Russian chandelier

from Wikipedia, the free encyclopedia
"Russian chandelier"

The word Russians Luster , even Russians lamps or Russian Luster , hereinafter referred Austrian parlance the room lighting by means of a light bulb hanging in a simple version with no lampshade directly on the power cord from the ceiling.

The designation takes the the Austrian Luster ( federal German : chandeliers ) mentioned chandelier and then evaluates it from one hand to the means Viennese dialect "do something Russian" a sloppy or only temporary workmanship. However, the word “Russian chandelier” can also mean the (assumed) Spartan equipment of Russian households. In the Viennese dialect lexicon it is explained as “naked lightbulb”.
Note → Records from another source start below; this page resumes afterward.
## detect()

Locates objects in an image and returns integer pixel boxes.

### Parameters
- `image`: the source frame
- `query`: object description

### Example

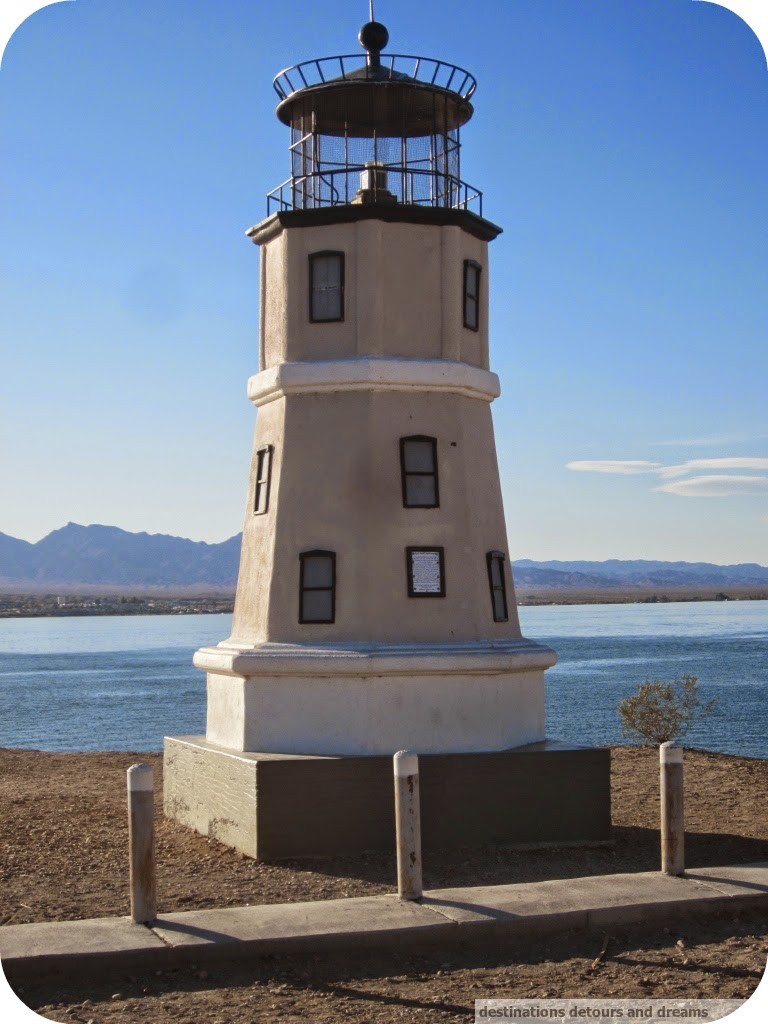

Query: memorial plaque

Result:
[408,548,445,597]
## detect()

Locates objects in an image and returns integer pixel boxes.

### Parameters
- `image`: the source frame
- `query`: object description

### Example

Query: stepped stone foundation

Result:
[165,736,610,860]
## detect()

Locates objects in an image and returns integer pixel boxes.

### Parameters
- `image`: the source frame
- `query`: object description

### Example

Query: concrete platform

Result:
[163,736,610,860]
[0,862,768,981]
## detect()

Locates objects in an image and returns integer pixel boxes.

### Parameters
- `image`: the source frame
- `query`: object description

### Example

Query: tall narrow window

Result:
[309,252,344,324]
[400,434,440,509]
[406,548,445,597]
[464,259,481,331]
[299,551,336,623]
[485,551,509,623]
[253,444,272,515]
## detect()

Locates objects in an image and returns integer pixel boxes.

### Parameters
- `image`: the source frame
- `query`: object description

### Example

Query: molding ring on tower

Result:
[248,358,501,408]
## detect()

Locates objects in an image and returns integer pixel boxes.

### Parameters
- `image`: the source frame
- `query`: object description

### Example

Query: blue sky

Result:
[0,0,768,564]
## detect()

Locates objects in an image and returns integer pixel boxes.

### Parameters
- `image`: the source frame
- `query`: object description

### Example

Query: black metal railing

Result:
[272,53,477,99]
[266,164,482,217]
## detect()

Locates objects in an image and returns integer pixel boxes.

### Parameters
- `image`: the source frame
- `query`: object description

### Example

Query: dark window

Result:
[485,551,509,623]
[299,551,336,623]
[253,444,272,515]
[400,434,440,509]
[309,252,344,324]
[464,259,481,331]
[406,548,445,597]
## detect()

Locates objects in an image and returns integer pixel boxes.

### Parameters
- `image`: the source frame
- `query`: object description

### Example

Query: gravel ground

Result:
[0,748,768,1024]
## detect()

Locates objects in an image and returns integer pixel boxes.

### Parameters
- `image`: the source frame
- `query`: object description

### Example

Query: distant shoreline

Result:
[0,586,768,618]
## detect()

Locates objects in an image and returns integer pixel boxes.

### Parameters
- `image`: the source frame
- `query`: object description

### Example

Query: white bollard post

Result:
[128,764,158,925]
[393,751,422,899]
[658,742,685,874]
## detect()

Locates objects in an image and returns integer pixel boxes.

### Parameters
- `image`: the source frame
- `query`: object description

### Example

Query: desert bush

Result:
[617,675,715,743]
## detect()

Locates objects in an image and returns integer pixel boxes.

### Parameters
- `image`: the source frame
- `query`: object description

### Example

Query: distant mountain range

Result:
[0,522,241,589]
[0,522,768,590]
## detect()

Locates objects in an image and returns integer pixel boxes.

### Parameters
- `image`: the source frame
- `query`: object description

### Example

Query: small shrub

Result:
[617,675,715,743]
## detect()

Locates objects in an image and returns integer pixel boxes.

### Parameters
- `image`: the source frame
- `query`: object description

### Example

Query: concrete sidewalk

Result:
[0,863,768,979]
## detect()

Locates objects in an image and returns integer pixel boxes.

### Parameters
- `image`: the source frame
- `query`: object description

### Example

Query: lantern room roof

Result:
[273,22,477,137]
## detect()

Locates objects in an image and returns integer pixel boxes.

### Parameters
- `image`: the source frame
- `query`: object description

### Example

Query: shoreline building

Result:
[165,22,609,858]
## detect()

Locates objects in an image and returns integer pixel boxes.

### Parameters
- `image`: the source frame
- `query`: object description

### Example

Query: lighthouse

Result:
[165,22,607,857]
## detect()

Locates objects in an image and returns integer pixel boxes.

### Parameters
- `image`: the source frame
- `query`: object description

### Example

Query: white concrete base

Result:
[195,639,556,755]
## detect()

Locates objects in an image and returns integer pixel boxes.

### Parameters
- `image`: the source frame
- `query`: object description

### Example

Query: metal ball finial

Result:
[357,22,389,56]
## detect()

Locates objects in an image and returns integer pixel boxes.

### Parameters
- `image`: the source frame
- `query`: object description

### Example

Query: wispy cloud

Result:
[657,457,768,478]
[565,456,768,498]
[648,433,768,447]
[565,459,664,476]
[653,475,768,498]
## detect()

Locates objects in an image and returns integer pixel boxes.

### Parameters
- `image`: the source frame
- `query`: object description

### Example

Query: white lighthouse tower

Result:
[166,22,604,856]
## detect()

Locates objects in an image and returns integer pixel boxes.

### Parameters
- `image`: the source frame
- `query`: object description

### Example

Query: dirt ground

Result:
[0,748,768,1024]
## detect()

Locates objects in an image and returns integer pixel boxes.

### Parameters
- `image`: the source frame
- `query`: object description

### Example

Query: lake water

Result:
[0,601,768,758]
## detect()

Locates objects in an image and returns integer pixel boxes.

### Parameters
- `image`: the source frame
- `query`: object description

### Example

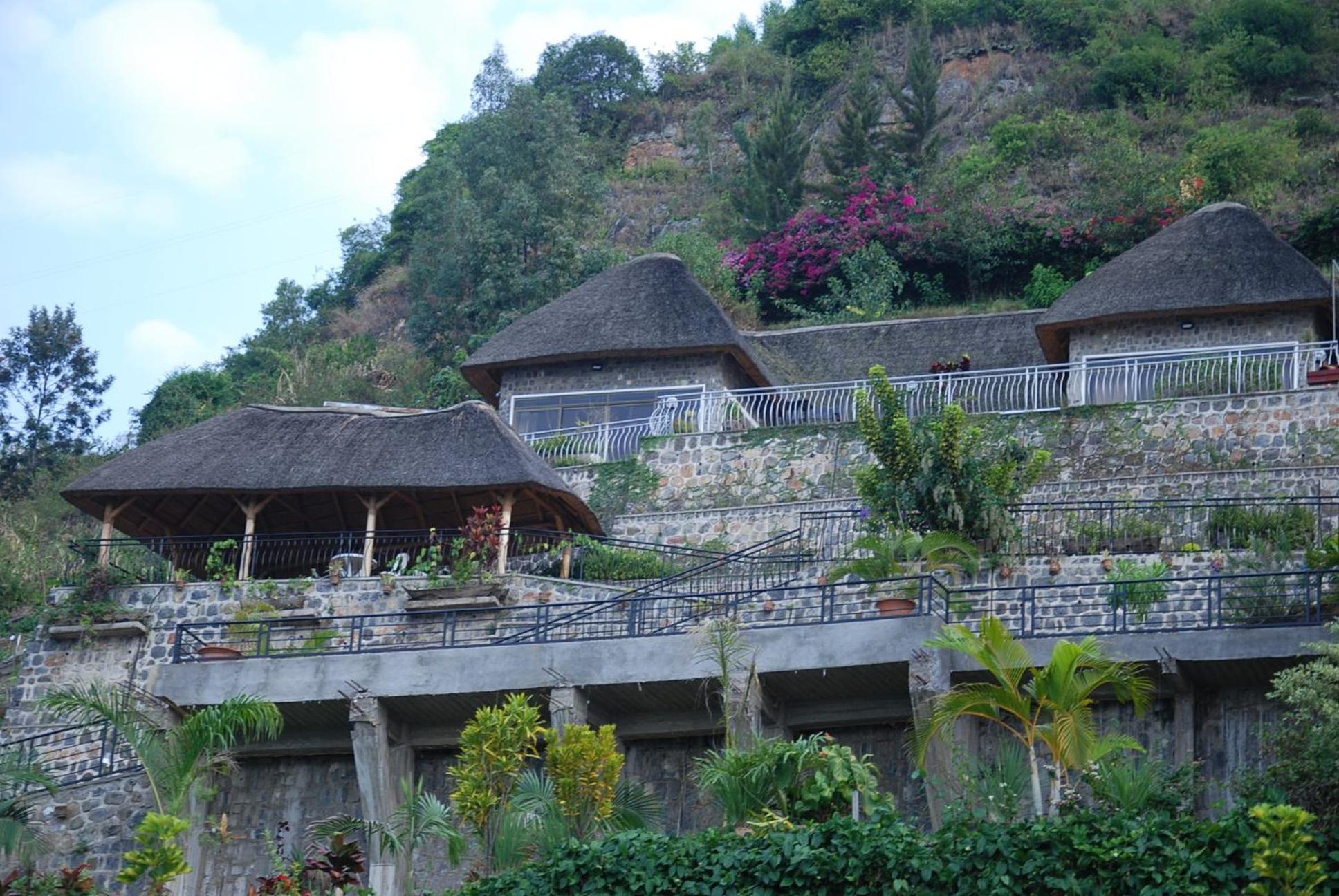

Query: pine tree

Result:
[732,77,810,236]
[892,7,948,169]
[818,56,888,197]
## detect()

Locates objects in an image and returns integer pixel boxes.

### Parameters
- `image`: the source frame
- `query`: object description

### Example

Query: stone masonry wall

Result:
[1070,308,1316,362]
[581,389,1339,513]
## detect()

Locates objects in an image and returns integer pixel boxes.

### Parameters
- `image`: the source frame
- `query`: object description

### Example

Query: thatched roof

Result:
[62,402,600,536]
[461,253,767,399]
[1036,203,1329,360]
[743,310,1046,383]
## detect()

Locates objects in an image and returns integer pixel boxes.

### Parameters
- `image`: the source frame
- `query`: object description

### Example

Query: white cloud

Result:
[62,0,446,205]
[126,317,221,377]
[0,153,174,226]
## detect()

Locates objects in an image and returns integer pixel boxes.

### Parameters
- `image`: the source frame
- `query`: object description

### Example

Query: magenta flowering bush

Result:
[724,177,936,313]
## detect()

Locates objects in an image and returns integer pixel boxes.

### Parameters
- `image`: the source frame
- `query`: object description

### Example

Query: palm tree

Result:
[0,752,56,861]
[39,682,284,816]
[308,778,465,893]
[916,616,1153,816]
[829,529,980,581]
[492,769,661,869]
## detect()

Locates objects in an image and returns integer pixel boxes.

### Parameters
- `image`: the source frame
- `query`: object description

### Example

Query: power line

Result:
[0,196,344,287]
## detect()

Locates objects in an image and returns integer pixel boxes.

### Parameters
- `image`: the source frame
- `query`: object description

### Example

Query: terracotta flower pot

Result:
[874,597,916,616]
[196,644,242,663]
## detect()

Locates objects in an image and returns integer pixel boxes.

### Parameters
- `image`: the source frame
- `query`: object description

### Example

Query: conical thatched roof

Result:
[1036,203,1329,360]
[461,253,767,399]
[62,402,600,536]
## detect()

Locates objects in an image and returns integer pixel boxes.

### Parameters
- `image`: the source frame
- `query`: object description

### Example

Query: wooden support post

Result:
[498,492,515,576]
[358,492,394,577]
[98,498,134,566]
[233,496,275,581]
[553,514,572,579]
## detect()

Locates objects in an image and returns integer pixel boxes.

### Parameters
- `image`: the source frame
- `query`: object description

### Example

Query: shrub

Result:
[1203,506,1316,550]
[1093,33,1182,106]
[1023,264,1074,308]
[463,809,1253,896]
[856,367,1051,540]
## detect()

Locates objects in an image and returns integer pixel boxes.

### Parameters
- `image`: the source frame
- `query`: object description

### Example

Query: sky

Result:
[0,0,761,439]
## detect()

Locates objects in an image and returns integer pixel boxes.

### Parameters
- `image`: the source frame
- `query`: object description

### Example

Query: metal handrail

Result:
[173,569,1339,663]
[0,722,140,786]
[522,340,1339,466]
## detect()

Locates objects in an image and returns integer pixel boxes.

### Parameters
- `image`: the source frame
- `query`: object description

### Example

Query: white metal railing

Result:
[522,342,1339,466]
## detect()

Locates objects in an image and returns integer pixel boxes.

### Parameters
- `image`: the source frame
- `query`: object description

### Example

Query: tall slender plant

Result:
[39,682,284,816]
[916,616,1153,816]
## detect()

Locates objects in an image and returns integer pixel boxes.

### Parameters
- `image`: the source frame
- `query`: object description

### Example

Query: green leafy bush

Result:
[462,809,1253,896]
[1203,506,1316,550]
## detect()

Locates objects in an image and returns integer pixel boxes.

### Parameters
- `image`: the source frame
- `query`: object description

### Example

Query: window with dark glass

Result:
[512,386,703,433]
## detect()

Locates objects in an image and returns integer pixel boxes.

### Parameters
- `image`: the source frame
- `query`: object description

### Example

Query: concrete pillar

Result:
[1161,656,1194,765]
[348,693,414,896]
[722,667,764,750]
[907,650,953,830]
[498,492,515,576]
[549,686,591,731]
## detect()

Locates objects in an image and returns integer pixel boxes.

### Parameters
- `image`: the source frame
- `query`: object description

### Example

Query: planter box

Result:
[47,619,149,642]
[1307,367,1339,386]
[405,583,506,609]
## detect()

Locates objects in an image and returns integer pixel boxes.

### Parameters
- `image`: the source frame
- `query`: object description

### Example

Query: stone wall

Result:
[498,352,755,419]
[1070,308,1318,362]
[597,389,1339,513]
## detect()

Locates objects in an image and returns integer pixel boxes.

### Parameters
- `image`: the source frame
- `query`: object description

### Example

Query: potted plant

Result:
[829,529,980,616]
[1107,559,1172,623]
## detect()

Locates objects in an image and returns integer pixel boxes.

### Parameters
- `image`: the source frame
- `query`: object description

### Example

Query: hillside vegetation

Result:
[0,0,1339,608]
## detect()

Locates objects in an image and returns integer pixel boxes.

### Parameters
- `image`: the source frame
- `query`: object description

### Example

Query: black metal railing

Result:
[173,569,1339,663]
[800,496,1339,560]
[0,723,139,786]
[508,526,728,584]
[944,569,1339,637]
[67,526,727,584]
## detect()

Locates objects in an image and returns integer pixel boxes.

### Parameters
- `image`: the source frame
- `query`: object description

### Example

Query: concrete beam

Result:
[549,684,591,731]
[153,616,939,706]
[348,693,414,893]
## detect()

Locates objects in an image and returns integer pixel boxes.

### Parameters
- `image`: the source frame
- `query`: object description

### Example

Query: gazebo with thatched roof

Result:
[62,402,600,577]
[1036,203,1331,362]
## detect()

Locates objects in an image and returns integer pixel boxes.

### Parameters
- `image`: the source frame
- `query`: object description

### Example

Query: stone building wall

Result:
[498,352,754,419]
[589,389,1339,514]
[1070,308,1319,362]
At the end of the 19th century, the name "Russian light" was common for the electric lamps made according to designs by the Russian inventor Pawel Nikolajewitsch Jablotschkow. This name may also have contributed to the development of the term Russian chandelier.

Web links

Wiktionary: Russian chandelier  - explanations of meanings, word origins , synonyms, translations

Individual evidence

  1. a b Wolfgang Teuschl : Wiener Dialekt-Lexikon. Residenz Verlag, Vienna 2011, ISBN 978-3-7017-1464-3 , p. 271.
  2. ^ Teuschl: Wiener Dialekt-Lexikon. P. 187.
  3. ^ Walter Koschatzky : Fascination Art: Memories of an Art Historian . 2001, p. 286 [1]
  4. ^ Robert Sedlaczek : Dictionary of Viennese. Haymon, Innsbruck / Vienna 2011, ISBN 978-3-85218-891-1 , p. 218.
  5. ^ Sagen.at: Russians in Vienna .
  6. standard.at: Russians Luster: a greeting from the East January 31 of 2006.